5. Satellite images have confirmed an AP report that Isis (Islamic State) has destroyed Iraq's oldest Christian monastery. St Elijah's near Mosul stood on a hill for 1400 years. Analysts said it had been demolished in late 2014,
6. A Twitter hunt is on for a boy pictured wearing a homemade Messi Argentina football shirt. A campaign has been launched to get a real strip for the child. He was thought to have been from Dohuk in Iraq but the BBC says that is thought unlikely. The boy's shirt is fashioned from a plastic bag.

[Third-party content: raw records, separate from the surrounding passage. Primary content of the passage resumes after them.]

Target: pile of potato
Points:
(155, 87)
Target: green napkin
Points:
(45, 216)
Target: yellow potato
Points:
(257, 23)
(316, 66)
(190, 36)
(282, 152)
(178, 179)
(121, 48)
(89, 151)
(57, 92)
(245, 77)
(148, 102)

7. The family of a British boy investigated by officers want an apology from the police and his school. The 10-year-old Muslim boy mistakenly wrote that he lived in a "terrorist house" when he meant to write "terraced house" during an English lesson in Lancashire. Teachers are now legally obliged to report any suspected extremist behaviour to the police.
8. Japan is to drop the swastika from its tourist maps, the Guardian reports. The symbol, which has its origins in Sanskrit and Japanese Buddhism, is used in Japan to denote Buddhist temples. The move to change to a pagoda symbol follows complaints the swastika is offensive because it closely resembles Nazi Germany's swastika and hard to understand.
9. Demolition work has started on a pink Florida mansion once owned by Colombian drug lord Pablo Escobar. He bought the mansion on Miami Beach in 1980 and it was seized by the US government in 1987. Escobar was killed in 1993. The current owners bought it for US$10 million in 2014.
10. The British Government said it will probe asylum-seeker housing in northeast England after complaints that the properties' red doors identify them as targets for abuse. The Times investigated the properties run by a subcontractor for G4S in Middlesbrough. Of the 168 properties, 155 had red doors and 62 of 66 residents contacted were asylum-seekers.